When the function that creates the script tag is called it could write something to a table that contains a list of the files for that hash. It would be a really fast lookup. But, how do you keep that table cleaned up? If you just write to if forever it could grow to be big. You can't truncate it like a cache table because there could be a cached page (in a browser) that tries pulling to a file that no longer exists and we don't have the data to generate.
Basically, there are multiple race conditions that can occur (one is even noted in the agrcache code comments).

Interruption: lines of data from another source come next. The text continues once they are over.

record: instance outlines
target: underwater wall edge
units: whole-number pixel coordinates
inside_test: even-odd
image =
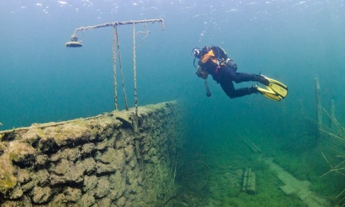
[[[176,101],[0,131],[0,205],[159,206],[183,143]],[[137,130],[136,130],[137,126]]]

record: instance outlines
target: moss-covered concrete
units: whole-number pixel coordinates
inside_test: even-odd
[[[1,206],[159,206],[182,143],[175,102],[0,131]]]

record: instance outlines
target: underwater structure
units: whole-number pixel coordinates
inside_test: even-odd
[[[183,143],[180,108],[139,107],[137,126],[132,108],[0,131],[0,205],[161,205]]]

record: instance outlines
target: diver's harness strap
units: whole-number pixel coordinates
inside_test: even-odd
[[[226,66],[228,66],[228,63],[230,61],[233,61],[233,60],[232,59],[229,58],[228,58],[228,59],[227,59],[226,60],[225,60],[224,58],[218,59],[218,62],[219,63],[218,64],[218,66],[217,66],[217,67],[216,68],[215,73],[216,74],[217,74],[218,72],[219,71],[219,69],[222,67],[222,66],[225,65]],[[231,66],[232,66],[232,64]]]

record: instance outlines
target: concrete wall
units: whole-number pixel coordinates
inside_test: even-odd
[[[182,143],[174,102],[0,131],[1,206],[159,206]],[[138,124],[136,124],[138,123]]]

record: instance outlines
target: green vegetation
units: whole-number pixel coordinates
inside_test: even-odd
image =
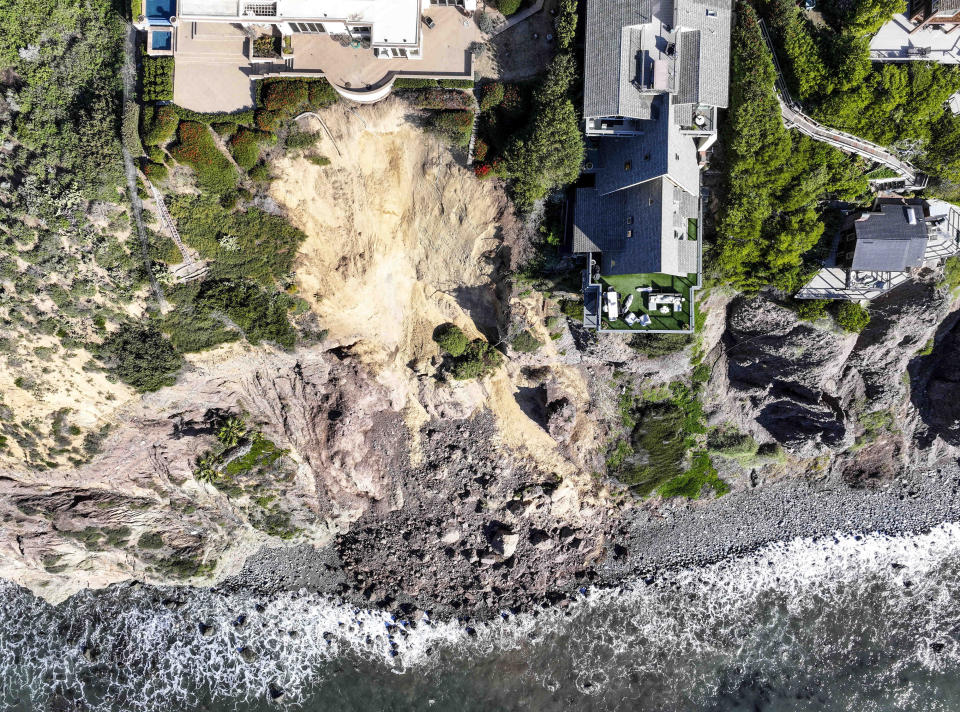
[[[0,166],[17,186],[0,223],[17,213],[69,222],[82,205],[63,202],[72,191],[111,200],[123,181],[123,19],[107,0],[8,2],[0,18],[0,135],[16,139]]]
[[[454,145],[466,148],[473,131],[473,112],[436,111],[430,115],[428,126]]]
[[[695,453],[686,466],[698,436],[706,432],[699,400],[702,381],[695,380],[692,388],[675,381],[669,389],[640,396],[629,388],[621,393],[618,410],[629,437],[612,443],[607,469],[634,494],[696,498],[707,485],[717,496],[729,490],[707,453]]]
[[[101,346],[110,371],[138,391],[156,391],[176,381],[183,358],[151,325],[127,322]]]
[[[165,146],[177,132],[180,114],[172,104],[145,106],[142,114],[143,143],[147,146]]]
[[[237,165],[244,170],[250,170],[260,160],[260,146],[275,140],[273,134],[241,126],[230,137],[228,145]]]
[[[148,57],[143,61],[143,95],[147,102],[173,100],[173,57]]]
[[[169,203],[183,240],[213,260],[210,274],[273,287],[293,271],[306,235],[282,217],[259,208],[233,211],[211,196],[180,195]]]
[[[829,299],[797,299],[794,307],[799,316],[804,321],[817,321],[828,315],[827,307],[830,306]]]
[[[193,304],[201,312],[225,314],[251,344],[266,340],[293,348],[296,331],[287,320],[285,297],[283,292],[268,295],[249,282],[205,280]]]
[[[568,319],[573,319],[574,321],[583,321],[583,300],[561,299],[560,312]]]
[[[571,54],[564,52],[553,58],[546,79],[534,94],[527,130],[505,152],[514,202],[521,210],[580,175],[583,136],[570,97],[576,75]]]
[[[690,469],[657,487],[661,497],[686,497],[698,499],[704,490],[711,489],[717,497],[730,491],[730,485],[720,479],[717,469],[705,452],[693,455]]]
[[[539,351],[543,346],[543,342],[531,334],[528,329],[524,329],[513,337],[513,341],[510,343],[510,345],[513,347],[514,351],[529,354]]]
[[[578,0],[560,0],[557,9],[553,24],[556,28],[557,47],[562,50],[570,49],[577,36],[577,2]]]
[[[856,199],[866,179],[859,159],[784,128],[756,13],[744,2],[737,13],[723,126],[729,176],[712,269],[738,289],[795,291],[806,275],[803,257],[824,233],[818,200]]]
[[[497,0],[497,9],[508,17],[519,10],[521,5],[523,0]]]
[[[870,312],[856,302],[841,302],[836,320],[841,328],[859,334],[870,323]]]
[[[434,329],[433,340],[437,342],[444,352],[454,358],[462,356],[467,350],[467,346],[470,345],[470,340],[467,338],[467,335],[463,333],[463,330],[456,324],[449,322],[441,324]]]
[[[693,336],[690,334],[634,334],[630,337],[629,345],[634,351],[650,358],[659,358],[682,351],[692,343]]]
[[[503,355],[483,339],[474,339],[454,358],[451,375],[458,381],[483,378],[503,364]]]
[[[237,187],[237,171],[213,140],[210,128],[195,121],[181,121],[177,143],[170,155],[193,168],[197,183],[208,193],[222,195]]]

We should build a sub-system without the race conditions.
reposting over here....
I was thinking a little further on #1. If we take a look at what espn.go.com does we see something like:
<link rel="stylesheet" charset="utf-8" media="screen" href="http://a.espncdn.com/combiner/c?v=201010121210&css=global_reset.r1.css,base.r228.css,modules.r424.css,global_header.r38.css,modules/global_nav.r47.css,/espn/espn/styles/frontpage_scoreboard_10,modules/insider_enhanced.200910131831.css,sn_icon_sprite.200907150955.css,mem2010/mem.r5.css,mem2010/mem_espn360.r2.css,universal_overlay/universal_overlay.css,universal_overlay/media_overlay.css,universal_overlay/video_overlay.css,universal_overlay/photo_overlay.css,universal_overlay/dyk_overlay.css,warvertical12a.css,twin.css" />
...
<script src="http://a.espncdn.com/combiner/c?v=201012011221&js=jquery-1.4.2.1.js,plugins/json2.r3.js,plugins/teacrypt.js,plugins/jquery.metadata.js,plugins/jquery.bgiframe.js,plugins/jquery.easing.1.3.js,plugins/jquery.hoverIntent.js,plugins/jquery.jcarousel.js,plugins/jquery.tinysort.r3.js,plugins/jquery.vticker.1.3.1.js,plugins/jquery.pubsub.r5.js,ui/1.8.2/jquery.ui.core.js,ui/1.8.2/jquery.ui.widget.js,ui/1.8.2/jquery.ui.tabs.js,plugins/ba-debug-0.4.js,espn.l10n.r8.js,swfobject/2.2/swfobject.js,flashObjWrapper.r7.js,plugins/jquery.colorbox.1.3.14.js,plugins/jquery.ba-postmessage.js,espn.core.duo.r50.js,espn.mem.r15.js,stub.search.r3.js,espn.nav.mega.r24.js,espn.storage.r6.js,espn.p13n.r9.js,espn.video.r33a.js,registration/staticLogin.r10-14.js,espn.universal.overlay.r1.1.js,espn.insider.r5.js,espn.espn360.stub.r9.js,espn.myHeadlines.stub.r12.js,espn.myfaves.stub.r3.js,espn.scoreboard.r4.js,%2Fforesee_v3%2Fforesee-alive.js&debug=false"></script>
We could do something like:
script src="http://example.com/files/js/js_hash12342341234234?files=misc/jquery.js,misc/jquery.once.js,misc/drupal.js"></script>
The hash would be built like it is now and the combiner could know the files to use. This could be easily cached by the browser and we could test to make sure the files generate the right hash for security. I even like that it documents what files are included in the hash as it can be a pain to discover when you do need to know.